DeFeo was born in Hanover, New Hampshire, and was three years old when her family moved to the Bay Area. She attended the University of California Berkeley and earned an Associate's Degree in 1948, a B.A. in 1950 and a M.A. in Fine Arts in 1951. After earning the M.A. she took 18 months to travel in France, Spain, northern Africa, and Italy. She spent 6 months in Florence where she painted and produced her first important body of work. DeFeo returned to San Francisco at the end of her trip.
DeFeo married fellow artist Wally Hedrick in 1954. They settled in a large Victorian flat at 2322 Fillmore Street and actively participated in Beat counter culture. DeFeo and Hedrick counted many artists among their friends and colleagues, including musicians, painters, poets, and photographers. They threw large parties with hundreds of guests. DeFeo produced a range of works during her four-decade long career. She began working on her most celebrated and massive painting, The Rose, in the Fillmore flat.

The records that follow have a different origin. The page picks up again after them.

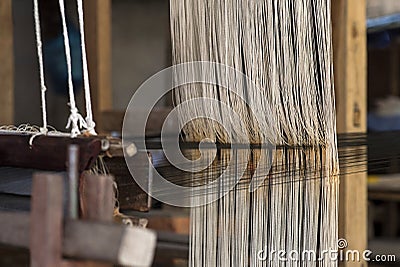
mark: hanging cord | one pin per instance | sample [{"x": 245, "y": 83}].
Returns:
[
  {"x": 75, "y": 120},
  {"x": 43, "y": 129},
  {"x": 89, "y": 114}
]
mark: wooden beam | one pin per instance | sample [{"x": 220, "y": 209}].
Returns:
[
  {"x": 46, "y": 152},
  {"x": 350, "y": 67},
  {"x": 7, "y": 63},
  {"x": 98, "y": 41},
  {"x": 46, "y": 220},
  {"x": 97, "y": 193},
  {"x": 89, "y": 240}
]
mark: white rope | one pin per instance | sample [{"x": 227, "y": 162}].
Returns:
[
  {"x": 75, "y": 120},
  {"x": 89, "y": 114},
  {"x": 43, "y": 129}
]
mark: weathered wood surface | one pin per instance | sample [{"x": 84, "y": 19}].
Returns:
[
  {"x": 7, "y": 63},
  {"x": 350, "y": 70},
  {"x": 47, "y": 152},
  {"x": 97, "y": 197},
  {"x": 86, "y": 239},
  {"x": 46, "y": 220}
]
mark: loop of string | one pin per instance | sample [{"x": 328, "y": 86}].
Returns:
[
  {"x": 75, "y": 120},
  {"x": 90, "y": 124},
  {"x": 43, "y": 129}
]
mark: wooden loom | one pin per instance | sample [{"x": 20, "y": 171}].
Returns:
[{"x": 348, "y": 26}]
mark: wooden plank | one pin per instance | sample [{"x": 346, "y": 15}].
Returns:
[
  {"x": 7, "y": 64},
  {"x": 46, "y": 220},
  {"x": 88, "y": 240},
  {"x": 97, "y": 195},
  {"x": 47, "y": 152},
  {"x": 349, "y": 49},
  {"x": 98, "y": 41}
]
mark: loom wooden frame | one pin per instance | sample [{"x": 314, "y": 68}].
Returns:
[{"x": 350, "y": 58}]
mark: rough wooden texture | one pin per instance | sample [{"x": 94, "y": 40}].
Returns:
[
  {"x": 376, "y": 8},
  {"x": 46, "y": 220},
  {"x": 47, "y": 152},
  {"x": 97, "y": 195},
  {"x": 113, "y": 121},
  {"x": 87, "y": 240},
  {"x": 130, "y": 195},
  {"x": 7, "y": 63},
  {"x": 98, "y": 41},
  {"x": 349, "y": 40}
]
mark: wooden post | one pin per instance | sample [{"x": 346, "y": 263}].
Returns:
[
  {"x": 97, "y": 195},
  {"x": 7, "y": 63},
  {"x": 46, "y": 220},
  {"x": 350, "y": 66},
  {"x": 98, "y": 41}
]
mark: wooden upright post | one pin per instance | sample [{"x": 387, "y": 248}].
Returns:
[
  {"x": 46, "y": 220},
  {"x": 350, "y": 66},
  {"x": 6, "y": 64},
  {"x": 98, "y": 40}
]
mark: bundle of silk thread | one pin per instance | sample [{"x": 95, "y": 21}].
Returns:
[{"x": 285, "y": 49}]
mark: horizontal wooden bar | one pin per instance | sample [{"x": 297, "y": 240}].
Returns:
[
  {"x": 46, "y": 152},
  {"x": 87, "y": 240}
]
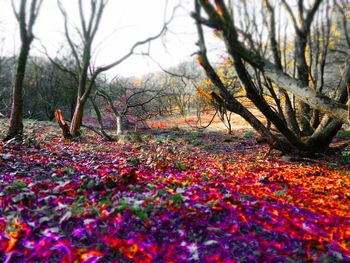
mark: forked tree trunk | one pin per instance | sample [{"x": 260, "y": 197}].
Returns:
[{"x": 16, "y": 121}]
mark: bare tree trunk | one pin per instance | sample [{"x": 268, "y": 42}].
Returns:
[
  {"x": 26, "y": 34},
  {"x": 16, "y": 122},
  {"x": 119, "y": 125},
  {"x": 77, "y": 119}
]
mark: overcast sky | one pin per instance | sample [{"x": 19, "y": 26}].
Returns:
[{"x": 124, "y": 23}]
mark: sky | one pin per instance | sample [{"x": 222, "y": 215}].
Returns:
[{"x": 123, "y": 23}]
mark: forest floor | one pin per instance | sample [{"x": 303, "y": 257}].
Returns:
[{"x": 169, "y": 196}]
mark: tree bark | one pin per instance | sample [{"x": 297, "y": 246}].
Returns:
[
  {"x": 77, "y": 119},
  {"x": 16, "y": 121}
]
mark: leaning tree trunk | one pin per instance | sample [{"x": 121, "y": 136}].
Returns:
[{"x": 16, "y": 119}]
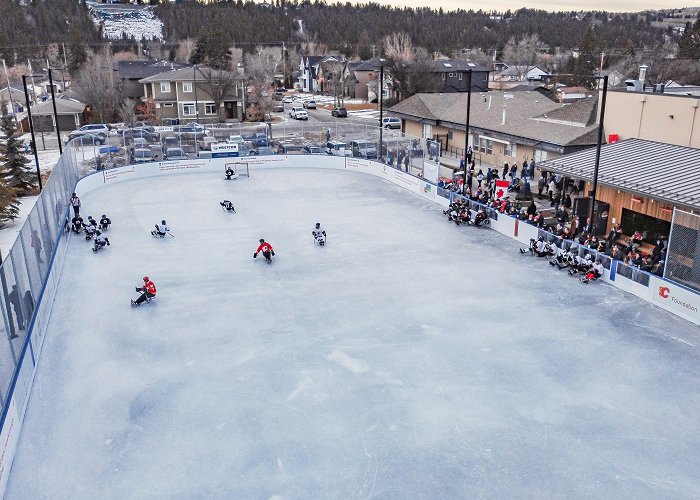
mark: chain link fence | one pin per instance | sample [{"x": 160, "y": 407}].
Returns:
[{"x": 683, "y": 251}]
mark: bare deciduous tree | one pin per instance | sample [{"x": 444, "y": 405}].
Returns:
[{"x": 98, "y": 86}]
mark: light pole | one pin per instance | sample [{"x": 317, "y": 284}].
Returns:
[
  {"x": 591, "y": 208},
  {"x": 381, "y": 105},
  {"x": 31, "y": 130},
  {"x": 466, "y": 129}
]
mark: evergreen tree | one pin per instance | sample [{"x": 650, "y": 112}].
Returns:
[
  {"x": 586, "y": 66},
  {"x": 77, "y": 52},
  {"x": 9, "y": 204},
  {"x": 16, "y": 174},
  {"x": 689, "y": 43}
]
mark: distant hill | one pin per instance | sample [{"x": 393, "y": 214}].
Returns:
[{"x": 344, "y": 26}]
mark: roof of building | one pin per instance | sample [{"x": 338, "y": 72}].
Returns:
[
  {"x": 63, "y": 107},
  {"x": 517, "y": 70},
  {"x": 626, "y": 165},
  {"x": 445, "y": 66},
  {"x": 180, "y": 75},
  {"x": 528, "y": 115},
  {"x": 135, "y": 70}
]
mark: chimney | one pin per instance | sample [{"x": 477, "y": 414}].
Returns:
[{"x": 642, "y": 74}]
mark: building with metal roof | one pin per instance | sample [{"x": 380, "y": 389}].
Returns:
[
  {"x": 653, "y": 170},
  {"x": 504, "y": 126}
]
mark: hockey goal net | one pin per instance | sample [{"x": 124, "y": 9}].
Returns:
[{"x": 240, "y": 169}]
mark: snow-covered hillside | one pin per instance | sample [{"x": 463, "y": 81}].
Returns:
[{"x": 136, "y": 22}]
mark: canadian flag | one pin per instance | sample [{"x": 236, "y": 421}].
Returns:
[{"x": 501, "y": 189}]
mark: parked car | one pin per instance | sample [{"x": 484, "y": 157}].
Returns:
[
  {"x": 142, "y": 155},
  {"x": 337, "y": 148},
  {"x": 172, "y": 154},
  {"x": 101, "y": 129},
  {"x": 85, "y": 139},
  {"x": 298, "y": 113},
  {"x": 391, "y": 122},
  {"x": 362, "y": 148},
  {"x": 339, "y": 112},
  {"x": 312, "y": 149}
]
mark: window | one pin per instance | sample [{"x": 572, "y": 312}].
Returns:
[
  {"x": 540, "y": 156},
  {"x": 188, "y": 110},
  {"x": 485, "y": 146}
]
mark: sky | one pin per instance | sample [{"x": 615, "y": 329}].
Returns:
[{"x": 549, "y": 5}]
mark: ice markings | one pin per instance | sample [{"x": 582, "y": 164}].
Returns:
[{"x": 348, "y": 362}]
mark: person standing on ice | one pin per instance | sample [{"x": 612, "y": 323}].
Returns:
[
  {"x": 148, "y": 291},
  {"x": 266, "y": 250},
  {"x": 161, "y": 229},
  {"x": 75, "y": 203},
  {"x": 319, "y": 234}
]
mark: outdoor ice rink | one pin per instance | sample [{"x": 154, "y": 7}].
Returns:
[{"x": 407, "y": 359}]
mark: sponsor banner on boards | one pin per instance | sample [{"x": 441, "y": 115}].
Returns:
[{"x": 676, "y": 298}]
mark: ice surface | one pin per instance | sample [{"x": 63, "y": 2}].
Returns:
[{"x": 408, "y": 358}]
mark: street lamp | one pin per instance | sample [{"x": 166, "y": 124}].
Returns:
[
  {"x": 381, "y": 104},
  {"x": 31, "y": 124},
  {"x": 466, "y": 129}
]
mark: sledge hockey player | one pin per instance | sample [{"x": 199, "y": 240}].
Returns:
[
  {"x": 90, "y": 230},
  {"x": 148, "y": 292},
  {"x": 77, "y": 224},
  {"x": 161, "y": 229},
  {"x": 266, "y": 250},
  {"x": 595, "y": 272},
  {"x": 100, "y": 241},
  {"x": 319, "y": 234},
  {"x": 228, "y": 206},
  {"x": 105, "y": 222},
  {"x": 481, "y": 217},
  {"x": 230, "y": 174}
]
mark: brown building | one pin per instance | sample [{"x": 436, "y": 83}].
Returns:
[{"x": 196, "y": 94}]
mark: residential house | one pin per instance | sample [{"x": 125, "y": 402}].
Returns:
[
  {"x": 453, "y": 76},
  {"x": 15, "y": 96},
  {"x": 518, "y": 74},
  {"x": 130, "y": 74},
  {"x": 358, "y": 76},
  {"x": 308, "y": 68},
  {"x": 504, "y": 127},
  {"x": 187, "y": 95}
]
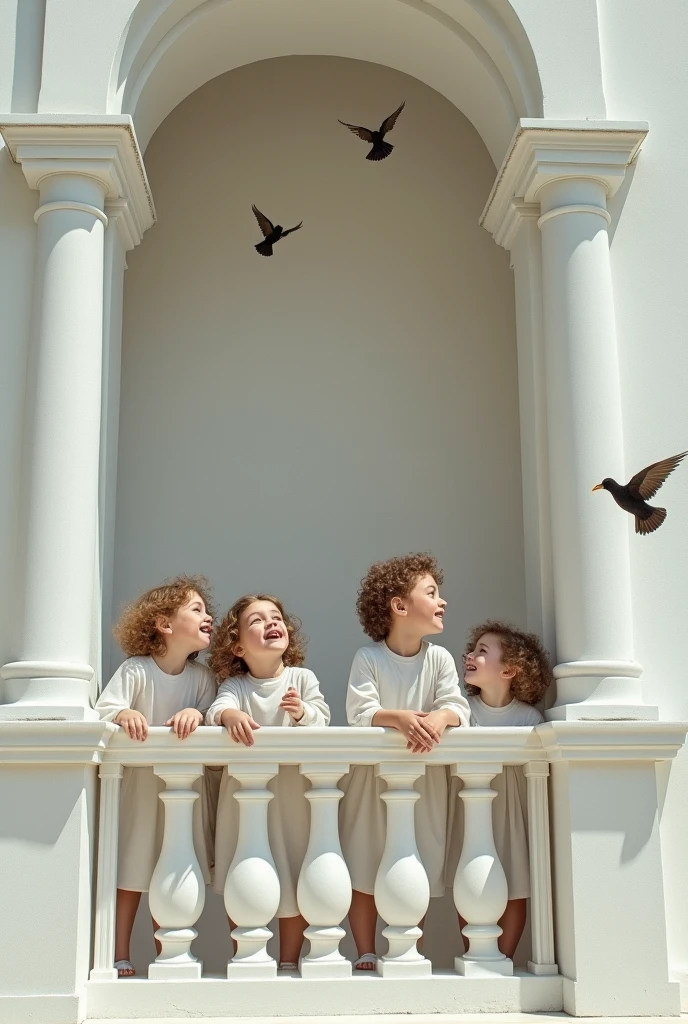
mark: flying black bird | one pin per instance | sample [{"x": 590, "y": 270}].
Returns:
[
  {"x": 633, "y": 497},
  {"x": 380, "y": 147},
  {"x": 271, "y": 231}
]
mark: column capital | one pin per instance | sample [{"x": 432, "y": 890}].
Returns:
[
  {"x": 542, "y": 152},
  {"x": 100, "y": 146}
]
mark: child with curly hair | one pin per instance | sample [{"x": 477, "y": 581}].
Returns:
[
  {"x": 403, "y": 682},
  {"x": 506, "y": 672},
  {"x": 160, "y": 683},
  {"x": 258, "y": 652}
]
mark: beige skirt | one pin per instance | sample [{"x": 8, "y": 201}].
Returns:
[
  {"x": 362, "y": 822},
  {"x": 141, "y": 824},
  {"x": 510, "y": 824},
  {"x": 288, "y": 826}
]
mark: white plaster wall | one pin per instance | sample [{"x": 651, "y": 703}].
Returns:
[
  {"x": 646, "y": 77},
  {"x": 286, "y": 422}
]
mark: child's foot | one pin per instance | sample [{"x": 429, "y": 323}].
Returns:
[{"x": 368, "y": 962}]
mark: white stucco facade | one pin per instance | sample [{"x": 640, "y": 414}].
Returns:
[{"x": 457, "y": 346}]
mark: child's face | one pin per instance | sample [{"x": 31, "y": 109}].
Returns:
[
  {"x": 261, "y": 631},
  {"x": 191, "y": 624},
  {"x": 483, "y": 667},
  {"x": 424, "y": 607}
]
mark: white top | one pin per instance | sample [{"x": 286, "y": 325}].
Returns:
[
  {"x": 260, "y": 698},
  {"x": 379, "y": 678},
  {"x": 140, "y": 684},
  {"x": 517, "y": 713}
]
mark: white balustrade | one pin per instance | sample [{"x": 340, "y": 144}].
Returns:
[
  {"x": 480, "y": 886},
  {"x": 252, "y": 889},
  {"x": 401, "y": 887},
  {"x": 324, "y": 892},
  {"x": 105, "y": 893},
  {"x": 177, "y": 892},
  {"x": 542, "y": 923}
]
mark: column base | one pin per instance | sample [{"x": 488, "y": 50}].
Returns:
[
  {"x": 543, "y": 970},
  {"x": 483, "y": 969},
  {"x": 588, "y": 712},
  {"x": 44, "y": 691}
]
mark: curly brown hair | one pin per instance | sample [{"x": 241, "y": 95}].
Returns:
[
  {"x": 136, "y": 632},
  {"x": 393, "y": 578},
  {"x": 222, "y": 659},
  {"x": 520, "y": 650}
]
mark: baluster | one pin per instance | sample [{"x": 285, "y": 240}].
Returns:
[
  {"x": 105, "y": 893},
  {"x": 324, "y": 892},
  {"x": 177, "y": 889},
  {"x": 252, "y": 889},
  {"x": 542, "y": 925},
  {"x": 480, "y": 886},
  {"x": 401, "y": 887}
]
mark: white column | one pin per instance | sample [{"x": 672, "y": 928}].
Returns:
[
  {"x": 75, "y": 167},
  {"x": 105, "y": 892},
  {"x": 542, "y": 923},
  {"x": 566, "y": 172},
  {"x": 401, "y": 888},
  {"x": 177, "y": 892},
  {"x": 480, "y": 886},
  {"x": 324, "y": 892},
  {"x": 252, "y": 889}
]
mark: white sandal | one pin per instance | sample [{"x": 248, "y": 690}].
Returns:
[{"x": 366, "y": 958}]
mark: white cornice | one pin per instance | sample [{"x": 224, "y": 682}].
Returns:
[
  {"x": 542, "y": 152},
  {"x": 54, "y": 742},
  {"x": 102, "y": 146}
]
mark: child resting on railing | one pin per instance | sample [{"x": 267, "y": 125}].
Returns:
[
  {"x": 159, "y": 684},
  {"x": 258, "y": 650},
  {"x": 405, "y": 683},
  {"x": 506, "y": 672}
]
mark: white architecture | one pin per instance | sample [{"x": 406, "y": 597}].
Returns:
[{"x": 458, "y": 345}]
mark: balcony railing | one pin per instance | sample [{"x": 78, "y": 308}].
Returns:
[{"x": 251, "y": 894}]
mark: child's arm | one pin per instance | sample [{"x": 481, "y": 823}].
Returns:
[
  {"x": 449, "y": 707},
  {"x": 225, "y": 711},
  {"x": 308, "y": 708},
  {"x": 363, "y": 708},
  {"x": 115, "y": 704}
]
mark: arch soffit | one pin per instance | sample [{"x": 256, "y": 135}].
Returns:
[{"x": 480, "y": 61}]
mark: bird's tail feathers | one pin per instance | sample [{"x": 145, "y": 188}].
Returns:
[
  {"x": 380, "y": 151},
  {"x": 653, "y": 522}
]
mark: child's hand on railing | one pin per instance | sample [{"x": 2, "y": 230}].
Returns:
[
  {"x": 133, "y": 723},
  {"x": 293, "y": 705},
  {"x": 184, "y": 722},
  {"x": 239, "y": 725}
]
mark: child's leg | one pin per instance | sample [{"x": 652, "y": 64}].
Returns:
[
  {"x": 291, "y": 938},
  {"x": 127, "y": 905},
  {"x": 512, "y": 924},
  {"x": 363, "y": 920}
]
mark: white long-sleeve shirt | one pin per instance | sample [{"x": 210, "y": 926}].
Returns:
[
  {"x": 380, "y": 679},
  {"x": 140, "y": 684},
  {"x": 260, "y": 698}
]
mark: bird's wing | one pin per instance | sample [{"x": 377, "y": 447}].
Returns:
[
  {"x": 389, "y": 122},
  {"x": 265, "y": 225},
  {"x": 646, "y": 483},
  {"x": 363, "y": 133}
]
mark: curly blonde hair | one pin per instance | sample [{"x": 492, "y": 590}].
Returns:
[
  {"x": 520, "y": 650},
  {"x": 393, "y": 578},
  {"x": 136, "y": 632},
  {"x": 222, "y": 659}
]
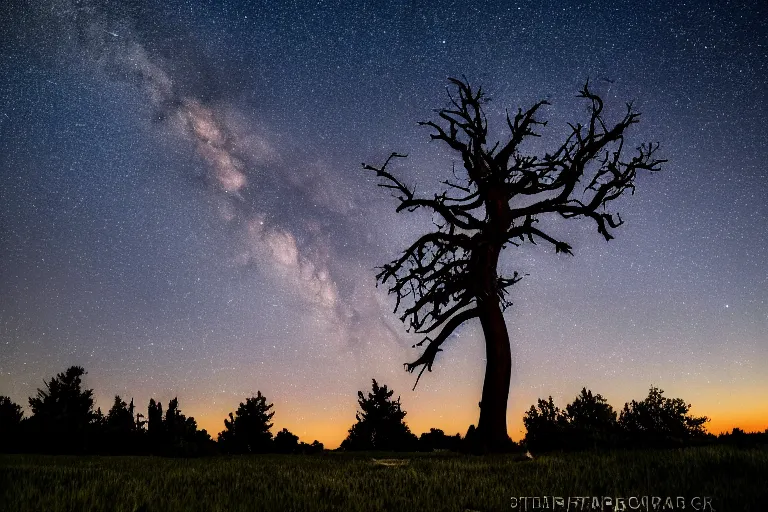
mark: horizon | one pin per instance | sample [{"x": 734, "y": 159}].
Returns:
[{"x": 183, "y": 211}]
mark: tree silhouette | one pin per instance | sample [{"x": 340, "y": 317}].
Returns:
[
  {"x": 121, "y": 431},
  {"x": 659, "y": 419},
  {"x": 449, "y": 276},
  {"x": 62, "y": 413},
  {"x": 11, "y": 417},
  {"x": 155, "y": 427},
  {"x": 546, "y": 426},
  {"x": 379, "y": 424},
  {"x": 248, "y": 430}
]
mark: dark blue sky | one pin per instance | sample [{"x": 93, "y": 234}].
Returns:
[{"x": 183, "y": 210}]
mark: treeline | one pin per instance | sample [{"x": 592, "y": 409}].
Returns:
[
  {"x": 64, "y": 420},
  {"x": 590, "y": 422}
]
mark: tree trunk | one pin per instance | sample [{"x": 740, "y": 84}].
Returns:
[{"x": 492, "y": 428}]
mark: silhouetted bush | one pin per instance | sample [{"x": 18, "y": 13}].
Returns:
[
  {"x": 436, "y": 440},
  {"x": 286, "y": 442},
  {"x": 658, "y": 421}
]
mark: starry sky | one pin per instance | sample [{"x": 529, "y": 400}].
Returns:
[{"x": 183, "y": 211}]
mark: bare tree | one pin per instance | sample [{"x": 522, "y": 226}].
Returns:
[{"x": 449, "y": 276}]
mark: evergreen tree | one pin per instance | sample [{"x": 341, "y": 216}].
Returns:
[
  {"x": 62, "y": 414},
  {"x": 248, "y": 430},
  {"x": 380, "y": 424},
  {"x": 11, "y": 417}
]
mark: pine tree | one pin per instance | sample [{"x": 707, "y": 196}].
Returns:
[
  {"x": 380, "y": 424},
  {"x": 248, "y": 430}
]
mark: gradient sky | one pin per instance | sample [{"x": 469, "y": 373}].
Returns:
[{"x": 183, "y": 211}]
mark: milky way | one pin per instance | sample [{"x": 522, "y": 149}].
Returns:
[{"x": 183, "y": 210}]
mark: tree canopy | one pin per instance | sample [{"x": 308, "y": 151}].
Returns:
[{"x": 502, "y": 198}]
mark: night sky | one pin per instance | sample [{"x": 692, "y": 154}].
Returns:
[{"x": 183, "y": 211}]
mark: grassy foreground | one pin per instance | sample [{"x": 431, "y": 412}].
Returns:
[{"x": 734, "y": 479}]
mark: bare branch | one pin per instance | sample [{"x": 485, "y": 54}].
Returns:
[{"x": 428, "y": 357}]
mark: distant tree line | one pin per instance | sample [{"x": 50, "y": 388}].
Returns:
[
  {"x": 64, "y": 420},
  {"x": 590, "y": 422}
]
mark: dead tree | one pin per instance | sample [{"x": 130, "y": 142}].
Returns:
[{"x": 449, "y": 276}]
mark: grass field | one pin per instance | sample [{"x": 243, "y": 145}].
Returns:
[{"x": 735, "y": 479}]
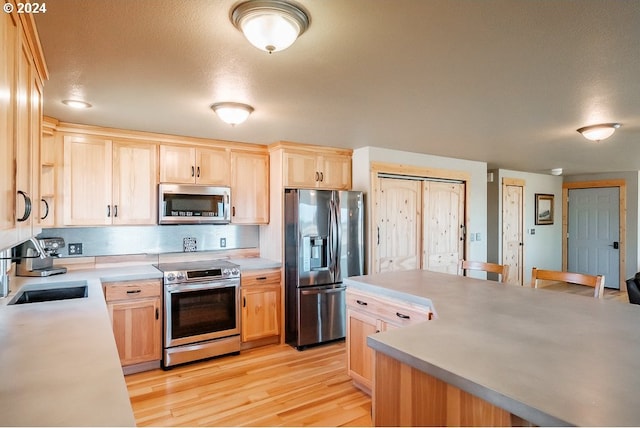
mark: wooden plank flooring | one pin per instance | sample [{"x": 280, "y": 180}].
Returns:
[{"x": 269, "y": 386}]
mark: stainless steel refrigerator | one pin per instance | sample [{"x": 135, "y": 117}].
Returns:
[{"x": 324, "y": 243}]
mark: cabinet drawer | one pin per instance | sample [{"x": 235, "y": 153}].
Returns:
[
  {"x": 260, "y": 277},
  {"x": 396, "y": 311},
  {"x": 132, "y": 290}
]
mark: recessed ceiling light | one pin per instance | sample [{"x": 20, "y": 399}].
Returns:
[
  {"x": 598, "y": 132},
  {"x": 76, "y": 104},
  {"x": 232, "y": 113}
]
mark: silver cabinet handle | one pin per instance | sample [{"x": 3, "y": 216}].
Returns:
[
  {"x": 27, "y": 206},
  {"x": 46, "y": 209}
]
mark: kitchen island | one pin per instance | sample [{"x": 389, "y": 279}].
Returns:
[{"x": 541, "y": 356}]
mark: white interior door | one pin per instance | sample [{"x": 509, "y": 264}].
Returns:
[
  {"x": 594, "y": 233},
  {"x": 512, "y": 229}
]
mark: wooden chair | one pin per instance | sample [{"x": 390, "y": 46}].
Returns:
[
  {"x": 502, "y": 270},
  {"x": 595, "y": 281}
]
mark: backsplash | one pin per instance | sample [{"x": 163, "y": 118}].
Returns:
[{"x": 117, "y": 240}]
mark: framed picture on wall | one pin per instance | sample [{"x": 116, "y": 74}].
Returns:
[{"x": 544, "y": 208}]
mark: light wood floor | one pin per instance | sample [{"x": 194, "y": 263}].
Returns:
[{"x": 269, "y": 386}]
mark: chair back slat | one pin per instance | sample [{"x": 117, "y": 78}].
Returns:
[
  {"x": 595, "y": 281},
  {"x": 502, "y": 270}
]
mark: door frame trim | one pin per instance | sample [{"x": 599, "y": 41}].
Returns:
[
  {"x": 621, "y": 184},
  {"x": 416, "y": 171}
]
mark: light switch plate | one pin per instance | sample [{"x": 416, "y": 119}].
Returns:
[{"x": 189, "y": 244}]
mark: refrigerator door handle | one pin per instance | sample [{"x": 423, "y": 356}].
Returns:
[{"x": 322, "y": 291}]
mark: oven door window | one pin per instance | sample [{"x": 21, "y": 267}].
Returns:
[{"x": 202, "y": 312}]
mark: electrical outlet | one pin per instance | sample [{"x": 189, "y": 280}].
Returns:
[
  {"x": 189, "y": 244},
  {"x": 75, "y": 249}
]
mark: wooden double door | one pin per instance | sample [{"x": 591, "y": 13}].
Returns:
[{"x": 420, "y": 224}]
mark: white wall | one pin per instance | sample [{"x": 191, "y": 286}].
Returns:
[
  {"x": 543, "y": 249},
  {"x": 477, "y": 214}
]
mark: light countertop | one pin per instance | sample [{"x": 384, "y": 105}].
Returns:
[
  {"x": 59, "y": 364},
  {"x": 549, "y": 357}
]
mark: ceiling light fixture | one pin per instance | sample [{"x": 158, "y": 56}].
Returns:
[
  {"x": 599, "y": 132},
  {"x": 232, "y": 113},
  {"x": 270, "y": 25},
  {"x": 76, "y": 104}
]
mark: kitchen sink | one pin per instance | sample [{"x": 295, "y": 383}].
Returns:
[{"x": 50, "y": 292}]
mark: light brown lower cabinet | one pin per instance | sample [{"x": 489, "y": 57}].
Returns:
[
  {"x": 261, "y": 303},
  {"x": 368, "y": 314},
  {"x": 136, "y": 316},
  {"x": 405, "y": 396}
]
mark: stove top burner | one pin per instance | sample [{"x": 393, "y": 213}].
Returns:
[{"x": 204, "y": 270}]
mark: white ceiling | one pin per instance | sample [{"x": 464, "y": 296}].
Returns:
[{"x": 502, "y": 81}]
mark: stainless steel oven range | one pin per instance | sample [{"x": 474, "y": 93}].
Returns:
[{"x": 201, "y": 310}]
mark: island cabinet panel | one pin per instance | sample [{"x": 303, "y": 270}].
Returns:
[
  {"x": 135, "y": 312},
  {"x": 261, "y": 307},
  {"x": 366, "y": 315},
  {"x": 404, "y": 396}
]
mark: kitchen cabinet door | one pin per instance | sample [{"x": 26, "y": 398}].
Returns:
[
  {"x": 300, "y": 170},
  {"x": 260, "y": 314},
  {"x": 135, "y": 308},
  {"x": 194, "y": 165},
  {"x": 213, "y": 167},
  {"x": 134, "y": 183},
  {"x": 335, "y": 172},
  {"x": 136, "y": 329},
  {"x": 250, "y": 188},
  {"x": 8, "y": 38},
  {"x": 177, "y": 164},
  {"x": 87, "y": 181}
]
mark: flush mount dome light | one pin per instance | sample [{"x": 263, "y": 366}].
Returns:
[
  {"x": 270, "y": 25},
  {"x": 598, "y": 132},
  {"x": 232, "y": 113},
  {"x": 76, "y": 104}
]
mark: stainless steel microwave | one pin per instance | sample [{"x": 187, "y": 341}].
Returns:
[{"x": 193, "y": 204}]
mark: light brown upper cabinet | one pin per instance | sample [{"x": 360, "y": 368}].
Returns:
[
  {"x": 249, "y": 187},
  {"x": 22, "y": 72},
  {"x": 194, "y": 165},
  {"x": 108, "y": 182},
  {"x": 323, "y": 169}
]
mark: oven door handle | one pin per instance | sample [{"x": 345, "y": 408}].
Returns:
[{"x": 209, "y": 285}]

In the mid-1960s, DeFeo began teaching at the San Francisco Art Institute. She and Wally Hedrick divorced in 1969, and she moved to Larkspur in Marin County to regroup from personal set-backs and the draining experience of working on The Rose. In 1980 she joined the art faculty at Mills College. She maintained personal and professional correspondences with many people, and her papers include letters about conservation efforts for The Rose.